I.J. Intelligent Systems and Applications, 2015, 02, 56-64
Published Online January 2015 in MECS (http://www.mecs-press.org/)
DOI: 10.5815/ijisa.2015.02.08
Copyright © 2015 MECS I.J. Intelligent Systems and Applications, 2015, 02, 56-64
Hybrid Approach to Pronominal Anaphora
Resolution in English Newspaper Text
Kalyani P. Kamune
RKNEC, Department of Computer Science, Nagpur, 440013, India
Email: kalyanikamune24@gmail.com
Avinash Agrawal
RKNEC, Department of Computer Science, Nagpur, 440013, India
Email: avinashjagrawal@gmail.com
Abstract— One of the challenges in natural language
understanding is to determine which entities to be referred in the
discourse and how they relate to each other. Anaphora
resolution needs to be addressed in almost every application
dealing with natural language such as language understanding
and processing, dialogue system, system for machine translation,
discourse modeling, information extraction. This paper
represents a system that uses the combination of constraint-
based and preferences-based architectures; each uses a different
source of knowledge and proves effective on computational and
theoretical basis, instead of using a monolithic architecture for
anaphora resolution. This system identifies both inter-sentential
and intra-sentential antecedents of “Third person pronoun
anaphors” and “Pleonastic it”. This system uses Charniak Parser
(parser05Aug16) as an associated tool, and it relays on the
output generated by it. Salience measures derived from parse
tree are used in order to find out accurate antecedents from the
list of all potential antecedents. We have tested the system
extensively on 'Reuters Newspaper corpus' and efficiency of the
system is found to be 81.9%.
Index Terms—Natural Language processing, Anaphora
resolution, Discourse, Pronominal Resolution, Co-reference,
Discourse Modeling, Artificial Intelligence
I. INTRODUCTION
Resolution of anaphoric reference is one of the most
challenging tasks in the field of natural language
processing. It is extremely difficult to give a complete,
plausible and computable description of resolution
process as we ourselves deal with it only subconsciously
and are largely unaware of the particularities. The task of
anaphora resolution is even frequently considered to be
AI-complete. Anaphora accounts for the cohesion in the
text and is active study in formal and computational
linguistics alike.
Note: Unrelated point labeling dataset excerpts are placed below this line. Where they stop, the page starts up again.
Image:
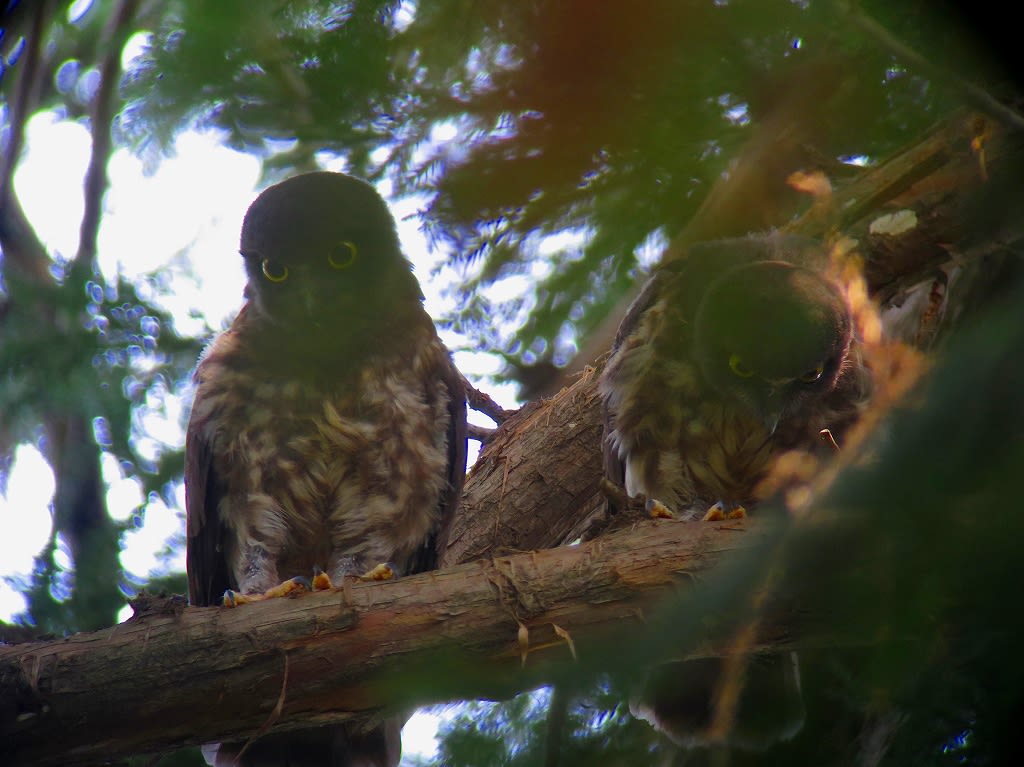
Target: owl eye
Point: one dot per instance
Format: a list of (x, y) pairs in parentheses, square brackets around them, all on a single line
[(275, 271), (343, 255), (737, 367), (813, 375)]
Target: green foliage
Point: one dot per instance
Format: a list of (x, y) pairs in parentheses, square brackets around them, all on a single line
[(566, 117), (516, 123)]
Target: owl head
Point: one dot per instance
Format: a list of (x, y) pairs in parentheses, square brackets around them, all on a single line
[(321, 250), (772, 336)]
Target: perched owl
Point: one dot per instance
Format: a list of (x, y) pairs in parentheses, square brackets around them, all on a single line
[(729, 356), (328, 428)]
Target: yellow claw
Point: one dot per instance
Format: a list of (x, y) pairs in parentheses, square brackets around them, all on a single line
[(322, 581), (382, 571), (296, 585), (657, 510), (719, 511)]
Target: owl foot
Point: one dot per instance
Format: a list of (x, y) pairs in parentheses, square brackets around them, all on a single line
[(723, 510), (296, 585), (322, 581), (383, 571), (657, 510)]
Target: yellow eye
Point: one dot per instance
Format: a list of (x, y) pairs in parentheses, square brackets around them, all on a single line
[(737, 367), (275, 271), (343, 255), (813, 375)]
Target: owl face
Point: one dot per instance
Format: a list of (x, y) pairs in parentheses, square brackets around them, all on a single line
[(321, 250), (772, 336)]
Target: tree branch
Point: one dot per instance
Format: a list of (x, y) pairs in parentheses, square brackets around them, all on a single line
[(166, 679)]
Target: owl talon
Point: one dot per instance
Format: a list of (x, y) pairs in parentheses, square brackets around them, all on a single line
[(657, 510), (295, 585), (720, 511), (383, 571), (322, 581)]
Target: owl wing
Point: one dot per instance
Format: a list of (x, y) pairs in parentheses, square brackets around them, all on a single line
[(205, 558), (429, 554)]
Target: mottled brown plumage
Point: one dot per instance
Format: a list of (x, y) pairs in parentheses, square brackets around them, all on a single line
[(329, 424), (731, 355)]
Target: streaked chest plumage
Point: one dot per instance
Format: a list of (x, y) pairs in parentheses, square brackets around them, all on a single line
[(341, 474), (681, 441)]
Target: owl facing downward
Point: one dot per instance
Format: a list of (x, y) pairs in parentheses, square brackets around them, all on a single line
[(729, 357)]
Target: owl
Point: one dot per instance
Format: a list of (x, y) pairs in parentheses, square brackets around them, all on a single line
[(737, 352), (328, 431)]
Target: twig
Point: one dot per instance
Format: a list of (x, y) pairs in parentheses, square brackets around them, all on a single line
[(480, 433), (482, 402), (973, 94), (103, 108)]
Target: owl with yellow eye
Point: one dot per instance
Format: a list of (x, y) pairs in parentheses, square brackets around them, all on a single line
[(328, 433), (732, 354)]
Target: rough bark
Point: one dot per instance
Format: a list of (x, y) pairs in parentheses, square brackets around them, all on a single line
[(177, 675), (912, 219), (200, 674)]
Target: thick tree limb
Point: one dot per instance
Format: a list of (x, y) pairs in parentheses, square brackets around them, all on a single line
[(913, 219), (192, 675)]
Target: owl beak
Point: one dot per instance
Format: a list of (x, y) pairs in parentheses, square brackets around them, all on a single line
[(772, 408), (309, 304)]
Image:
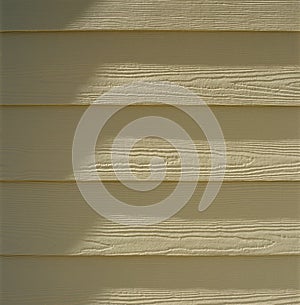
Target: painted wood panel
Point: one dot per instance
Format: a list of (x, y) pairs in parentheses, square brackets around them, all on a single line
[(257, 218), (36, 148), (75, 68), (78, 281), (150, 15)]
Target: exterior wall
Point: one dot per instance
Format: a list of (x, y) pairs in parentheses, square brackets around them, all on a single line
[(242, 58)]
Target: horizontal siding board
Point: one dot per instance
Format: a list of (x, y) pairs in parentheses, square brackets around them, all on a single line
[(150, 15), (37, 149), (246, 218), (196, 296), (79, 281), (262, 70)]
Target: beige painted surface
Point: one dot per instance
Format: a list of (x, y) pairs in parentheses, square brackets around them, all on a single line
[(259, 15), (247, 218), (242, 58), (231, 68), (100, 280)]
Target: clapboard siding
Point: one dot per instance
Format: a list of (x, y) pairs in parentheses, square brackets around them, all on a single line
[(75, 68), (257, 218), (150, 15), (36, 149), (195, 296), (78, 281)]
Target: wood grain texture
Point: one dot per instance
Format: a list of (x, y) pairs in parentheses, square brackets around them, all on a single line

Identifying correct anaphora plays a
vital role in Natural Language Processing. Automatic
resolution of anaphors is crucial task in the understanding
of natural language by computers. Understanding of
natural language is difficult for computers because
natural languages are inherently ambiguous. On the other
hand, human beings can easily manage to pick out the
intended meaning from the set of possible interpretations
unlike computers due to their limited knowledge and
inability to get their bearings in complex contextual
situations.
Ambiguity can be presented at different level. It can be
presented at lexical level where one word may have more
than one meaning (e.g. bank, chair, files). It can also be
presented at syntactical level when more than one
structural analysis is possible. Ambiguity can also be
presented at semantic level or pragmatic level. The
automatic resolution of ambiguity requires a huge amount
of linguistic and extra-linguistic knowledge as well as
inferring and learning capabilities, and is therefore
realistic only in restricted domains.
A. Basic Notions and terminologies
Cohesion occurs where the interpretation of the some
element in the discourse is dependent on that of another
and involves the use of abbreviated or alternative
linguistics forms which can be recognized and understood
by the hearer or the reader .This refers to or replaces
previously mentioned items in the spoken or written text.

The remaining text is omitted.